Site of Castle, Kilpatrick, Co. Westmeath
In the townland of Kilpatrick, County Westmeath, grass-covered mounds and earthen banks mark the site where a castle once stood on gently sloping ground above the poorly drained lowlands.
Site of Castle, Kilpatrick, Co. Westmeath
The castle belonged to Walter Browne, who died in 1611, leaving behind an impressive estate that included two castles, twenty houses with gardens, and 180 acres of land in Kilpatrick, also known as Dorsankill. Just 180 metres to the southeast, a medieval church and graveyard still stand, remnants of the area’s long history of settlement.
Historical records paint a picture of changing fortunes for this site. When Walter’s son William inherited the estate at age thirty, he held the lands as a tenant to Lancelot Bulkeley, the Archbishop of Dublin. By 1641, William Browne, listed as an ‘Irish Papist’, owned 314 acres in Kilpatrick, but the family’s Catholic faith would prove problematic during the turbulent years that followed. Curiously, no castle appears on the 1657 Down Survey map of Kilpatrick Parish, suggesting the building may have already fallen into decline by that point.

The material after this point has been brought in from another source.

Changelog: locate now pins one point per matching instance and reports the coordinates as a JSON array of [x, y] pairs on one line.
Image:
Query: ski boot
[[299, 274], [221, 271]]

The 1837 Ordnance Survey Fair Plan shows the site still had standing rectangular buildings arranged in a farmyard configuration, marked as ‘Old Castle’. Today, visitors will find only low mounds of rubble where these structures once stood. To the west of these remains, a large sub-rectangular area enclosed by a low earthen bank with an external fosse, visible from the east around to the southwest, hints at the castle’s former defensive layout and the extent of its grounds.